Artificial Intelligence (AI) is the ability of a computer system to mimic human cognitive functions such as problem-solving solving. Using artificial intelligence, the computer system uses mathematics and logic to simulate how people think to learn new information and make decisions. AI is important because it can give companies information about their operations that they may not have been aware of before, and because in some cases.
AI can perform tasks better than humans. Especially when it comes to detail-oriented and repetitive tasks, such as analyzing a large number of legal documents to ensure relevant fields are filled out correctly, AI tools often get the job done quickly and with relatively few errors.

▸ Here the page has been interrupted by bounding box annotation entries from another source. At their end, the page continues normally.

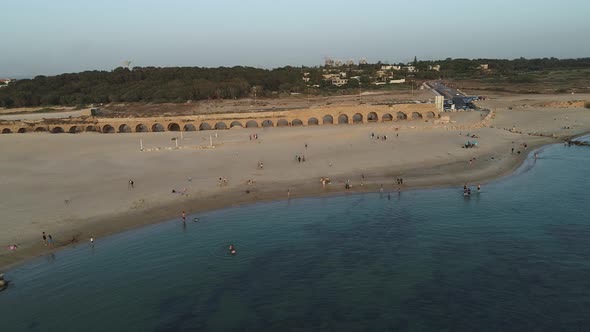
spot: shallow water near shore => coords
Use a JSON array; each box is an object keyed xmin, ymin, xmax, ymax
[{"xmin": 0, "ymin": 139, "xmax": 590, "ymax": 331}]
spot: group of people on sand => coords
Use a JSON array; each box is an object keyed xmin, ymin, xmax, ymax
[
  {"xmin": 371, "ymin": 133, "xmax": 390, "ymax": 141},
  {"xmin": 463, "ymin": 184, "xmax": 481, "ymax": 197},
  {"xmin": 295, "ymin": 155, "xmax": 305, "ymax": 163}
]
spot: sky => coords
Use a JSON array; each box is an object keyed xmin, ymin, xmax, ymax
[{"xmin": 0, "ymin": 0, "xmax": 590, "ymax": 77}]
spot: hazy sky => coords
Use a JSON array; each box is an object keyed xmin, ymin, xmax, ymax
[{"xmin": 0, "ymin": 0, "xmax": 590, "ymax": 77}]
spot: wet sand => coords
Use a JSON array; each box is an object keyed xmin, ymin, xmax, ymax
[{"xmin": 0, "ymin": 96, "xmax": 590, "ymax": 267}]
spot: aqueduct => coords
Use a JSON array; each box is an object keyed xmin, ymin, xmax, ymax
[{"xmin": 0, "ymin": 104, "xmax": 439, "ymax": 134}]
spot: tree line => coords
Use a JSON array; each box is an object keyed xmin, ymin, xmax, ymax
[{"xmin": 0, "ymin": 58, "xmax": 590, "ymax": 108}]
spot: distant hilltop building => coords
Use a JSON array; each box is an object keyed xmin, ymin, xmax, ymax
[
  {"xmin": 0, "ymin": 78, "xmax": 14, "ymax": 87},
  {"xmin": 428, "ymin": 65, "xmax": 440, "ymax": 71},
  {"xmin": 381, "ymin": 65, "xmax": 402, "ymax": 70}
]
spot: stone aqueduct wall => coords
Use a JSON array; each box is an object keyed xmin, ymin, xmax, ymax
[{"xmin": 0, "ymin": 104, "xmax": 439, "ymax": 134}]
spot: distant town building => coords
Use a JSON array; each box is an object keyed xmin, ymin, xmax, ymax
[
  {"xmin": 389, "ymin": 78, "xmax": 406, "ymax": 84},
  {"xmin": 0, "ymin": 78, "xmax": 14, "ymax": 87},
  {"xmin": 381, "ymin": 65, "xmax": 402, "ymax": 70},
  {"xmin": 402, "ymin": 66, "xmax": 416, "ymax": 73},
  {"xmin": 330, "ymin": 77, "xmax": 348, "ymax": 86}
]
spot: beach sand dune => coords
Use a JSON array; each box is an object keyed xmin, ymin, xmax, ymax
[{"xmin": 0, "ymin": 96, "xmax": 590, "ymax": 266}]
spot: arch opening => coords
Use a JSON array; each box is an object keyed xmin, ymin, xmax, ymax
[
  {"xmin": 367, "ymin": 112, "xmax": 379, "ymax": 122},
  {"xmin": 68, "ymin": 126, "xmax": 82, "ymax": 134},
  {"xmin": 102, "ymin": 125, "xmax": 115, "ymax": 134},
  {"xmin": 246, "ymin": 120, "xmax": 258, "ymax": 128},
  {"xmin": 338, "ymin": 114, "xmax": 348, "ymax": 124},
  {"xmin": 184, "ymin": 123, "xmax": 197, "ymax": 131},
  {"xmin": 152, "ymin": 123, "xmax": 165, "ymax": 132},
  {"xmin": 352, "ymin": 113, "xmax": 363, "ymax": 123},
  {"xmin": 119, "ymin": 124, "xmax": 131, "ymax": 133},
  {"xmin": 199, "ymin": 122, "xmax": 213, "ymax": 130},
  {"xmin": 168, "ymin": 122, "xmax": 180, "ymax": 131},
  {"xmin": 229, "ymin": 121, "xmax": 244, "ymax": 128},
  {"xmin": 215, "ymin": 122, "xmax": 227, "ymax": 129}
]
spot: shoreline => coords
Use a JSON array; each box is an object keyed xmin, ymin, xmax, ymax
[{"xmin": 0, "ymin": 136, "xmax": 556, "ymax": 271}]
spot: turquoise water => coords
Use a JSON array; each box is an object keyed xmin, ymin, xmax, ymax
[{"xmin": 0, "ymin": 139, "xmax": 590, "ymax": 331}]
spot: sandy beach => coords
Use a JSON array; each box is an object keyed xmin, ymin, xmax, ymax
[{"xmin": 0, "ymin": 91, "xmax": 590, "ymax": 267}]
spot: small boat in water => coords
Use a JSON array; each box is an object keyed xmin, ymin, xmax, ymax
[{"xmin": 0, "ymin": 274, "xmax": 8, "ymax": 291}]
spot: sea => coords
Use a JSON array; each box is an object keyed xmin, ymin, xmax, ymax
[{"xmin": 0, "ymin": 138, "xmax": 590, "ymax": 332}]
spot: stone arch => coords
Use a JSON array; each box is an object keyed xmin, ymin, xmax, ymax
[
  {"xmin": 101, "ymin": 125, "xmax": 115, "ymax": 134},
  {"xmin": 229, "ymin": 121, "xmax": 244, "ymax": 128},
  {"xmin": 246, "ymin": 120, "xmax": 258, "ymax": 128},
  {"xmin": 352, "ymin": 113, "xmax": 363, "ymax": 123},
  {"xmin": 68, "ymin": 126, "xmax": 82, "ymax": 134},
  {"xmin": 277, "ymin": 119, "xmax": 289, "ymax": 127},
  {"xmin": 119, "ymin": 124, "xmax": 131, "ymax": 133},
  {"xmin": 215, "ymin": 121, "xmax": 227, "ymax": 129},
  {"xmin": 338, "ymin": 114, "xmax": 348, "ymax": 124},
  {"xmin": 168, "ymin": 122, "xmax": 180, "ymax": 131},
  {"xmin": 152, "ymin": 123, "xmax": 165, "ymax": 132},
  {"xmin": 367, "ymin": 112, "xmax": 379, "ymax": 122}
]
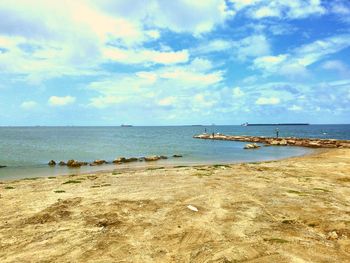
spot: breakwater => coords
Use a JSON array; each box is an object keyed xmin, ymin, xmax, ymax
[{"xmin": 193, "ymin": 133, "xmax": 350, "ymax": 148}]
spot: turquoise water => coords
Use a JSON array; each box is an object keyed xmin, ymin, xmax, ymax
[{"xmin": 0, "ymin": 125, "xmax": 350, "ymax": 179}]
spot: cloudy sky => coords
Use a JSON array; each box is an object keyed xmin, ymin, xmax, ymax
[{"xmin": 0, "ymin": 0, "xmax": 350, "ymax": 125}]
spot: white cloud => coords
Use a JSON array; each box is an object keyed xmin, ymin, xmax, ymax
[
  {"xmin": 253, "ymin": 34, "xmax": 350, "ymax": 77},
  {"xmin": 233, "ymin": 35, "xmax": 270, "ymax": 59},
  {"xmin": 253, "ymin": 6, "xmax": 280, "ymax": 19},
  {"xmin": 89, "ymin": 95, "xmax": 125, "ymax": 109},
  {"xmin": 193, "ymin": 39, "xmax": 232, "ymax": 54},
  {"xmin": 21, "ymin": 100, "xmax": 38, "ymax": 110},
  {"xmin": 232, "ymin": 87, "xmax": 244, "ymax": 98},
  {"xmin": 230, "ymin": 0, "xmax": 326, "ymax": 19},
  {"xmin": 48, "ymin": 96, "xmax": 76, "ymax": 106},
  {"xmin": 89, "ymin": 58, "xmax": 223, "ymax": 108},
  {"xmin": 255, "ymin": 97, "xmax": 281, "ymax": 105},
  {"xmin": 158, "ymin": 96, "xmax": 176, "ymax": 106},
  {"xmin": 103, "ymin": 47, "xmax": 189, "ymax": 64},
  {"xmin": 288, "ymin": 105, "xmax": 303, "ymax": 111},
  {"xmin": 322, "ymin": 60, "xmax": 350, "ymax": 75}
]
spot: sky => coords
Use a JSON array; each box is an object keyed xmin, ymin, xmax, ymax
[{"xmin": 0, "ymin": 0, "xmax": 350, "ymax": 126}]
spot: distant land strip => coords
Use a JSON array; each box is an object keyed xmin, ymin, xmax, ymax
[
  {"xmin": 246, "ymin": 123, "xmax": 310, "ymax": 126},
  {"xmin": 193, "ymin": 133, "xmax": 350, "ymax": 148}
]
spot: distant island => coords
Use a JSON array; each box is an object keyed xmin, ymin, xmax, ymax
[{"xmin": 241, "ymin": 122, "xmax": 310, "ymax": 126}]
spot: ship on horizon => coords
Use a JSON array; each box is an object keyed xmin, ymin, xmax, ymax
[{"xmin": 241, "ymin": 122, "xmax": 310, "ymax": 126}]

This contributed to explosive inefficiency and opened the door to entirely new business opportunities for some larger companies. Before the current wave of AI, it would have been hard to imagine using software to connect riders to taxis, but today Uber has done it. Become one of the largest companies in the world. It uses sophisticated machine learning algorithms to predict when people in specific areas are likely to need transportation, helping drivers proactively get on the road before they're needed.
As another example, Google has become one of the biggest players in a variety of online services by using machine learning to understand how people use its services and then improve them. In 2017, the company's CEO, Sunder Pichai, stated that Google would operate as AI first company.
Types of Artificial Intelligence-
Type 1: Reactive machines- These AI systems have no memory and areTask-specific. An example is Deep Blue, IBM's chess program that defeated Garry Kasparov in the 1990s.
Deep Blue can identify pieces on the chessboard and make predictions, but since it has no memory, it cannot use past experiences to inform future ones.
Type 2: Limited memory- These AI systems have a memory so they can use past experiences to make future decisions. Some of the decisions making functions in autonomous cars are designed like this.
Type 3: Theory of mind.- Theory of mind is a term used in psychology. When applied to AI, it implies that the technology would be socially intelligent enough to recognize emotions. This kind of AI will be able to predict behavior and infer human intentions, which is a skill required for AI systems to become essential members of human teams.
Type 4. Self Awareness - In this category, AI programs are conscious because they have a sense of who they are. Self-aware machines are aware of their own conditions. There is currently no such AI.
Tools of Artificial Intelligence
1. Scikit Learn
This is one of the most used libraries in the machine-learning community. A few factors make it a must-have library for developers, such as B. Cross-validation, feature extraction, supervised learning algorithm, etc. However, it runs on a single processor. This library is based on SciPy which includes Numpy, Matplotlib, Pandas,
Sympy, IPython, and SciPy. It focuses on data modeling, not data manipulation.
2. Flow tensor
Currently, TensorFlow is the most researched deep learning library. This Google machine learning platform is an open-source library compatible with Python. It is one of the best AI development tools to facilitate numerical calculations and make future predictions much easier and more accurate. But how? Instead of getting bogged down in complex algorithms, programmers can con the logical part of the application. Tensor Flow takes care of everything that happens in the backend. The tool allows developers to build neural networks and create graphical visualizations with the Tensor board.
3. Py Torch
Next in the AI ??tools competition is Py Torch, which is also based on Python. This is similar to TensorFlow in terms of the type of projects selected. However, if faster development is a priority, PyTorch is a better choice. Tensor Flow disappears when the project involves larger and more complex projects.
Microsoft Cognitive is also based on principles similar to TensorFlow, but not as easy to implement. It offers a wider range of APIs such as Python, Java, C, and C++ and mainly focuses on building deep learning neural networks.
5. Auto ML
This is one of the best AI tools available to machine learning engineers. Automate the processes involved in articulating the actual problem using machine learning techniques. This helps the data scientist focus on mundane and repetitive tasks like modeling to solve current problems. The tool has paved the way for machine learning for everyone, as someone without much ML experience can easily navigate the field.
Advantages and Disadvantages of Artificial Intelligence
- Good at detail-oriented jobs;
- Reduced time for data-heavy tasks;
- Delivers consistent results; and
- AI-powered virtual agents are always available.
- Requires deep technical expertise;
- Limited supply of qualified workers to build AI tools;
- only knows what it's been shown; and
- Lack of ability to generalize from one task to another.